= Brian Savelson =

American screenwriter

Brian Savelson is an American writer, director, and producer who works in film, theater, and television.

Savelson has written for numerous TV series including Amazon's The New Yorker Presents, Fox's Next, and Apple's Little America for which he was nominated for The Humanitas Prize.

Savelson wrote and directed the feature film In Our Nature starring John Slattery, Jena Malone, Zach Gilford, and Gabrielle Union.

Savelson was a producer of the first-ever Broadway revival of A Raisin in the Sun, which won two Tony Awards and was noted for the especially diverse audience it brought to Broadway.

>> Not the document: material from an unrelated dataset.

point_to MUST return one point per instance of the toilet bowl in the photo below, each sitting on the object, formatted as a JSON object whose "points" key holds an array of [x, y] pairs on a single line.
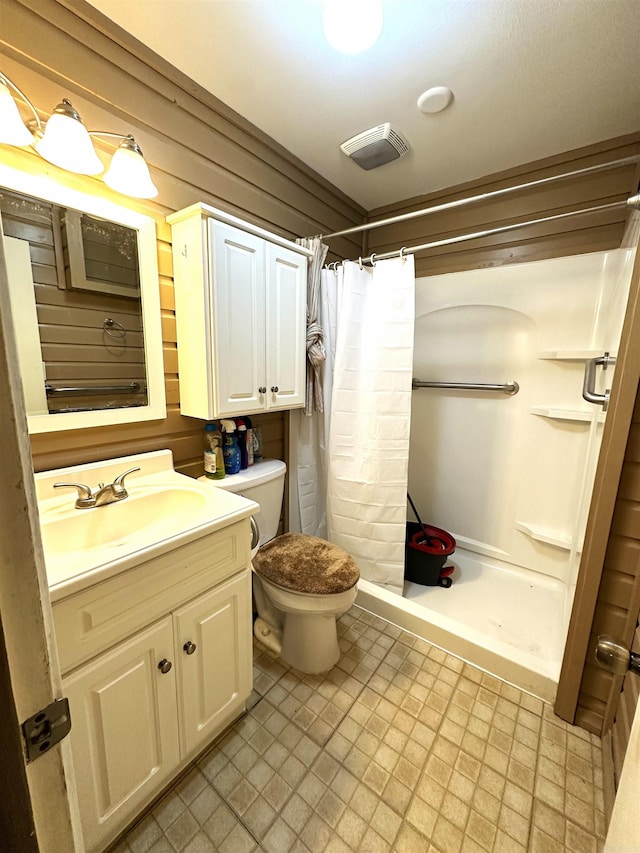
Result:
{"points": [[296, 612]]}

Savelson's short film Counting Water screened at over 20 film festivals, was awarded the Special Jury Prize at the Atlanta Film Festival, was aired on PBS, and exhibited at LACMA.

Savelson won an MVPA Award for his direction of the Band Of Horses music video "Is There A Ghost." Savelson directed the music video for Joss Stone's cover of The High Road which featured the singer riding an elephant through a world of melting clocks. Savelson has also directed music videos for Ra Ra Riot and The Republic Tigers.

In August 2020, it was announced Savelson would be collaborating on a new TV series with Janicza Bravo and Jake Gyllenhaal based on Ian Parker's New Yorker article, "A Suspense Novelist's Trail of Deceptions."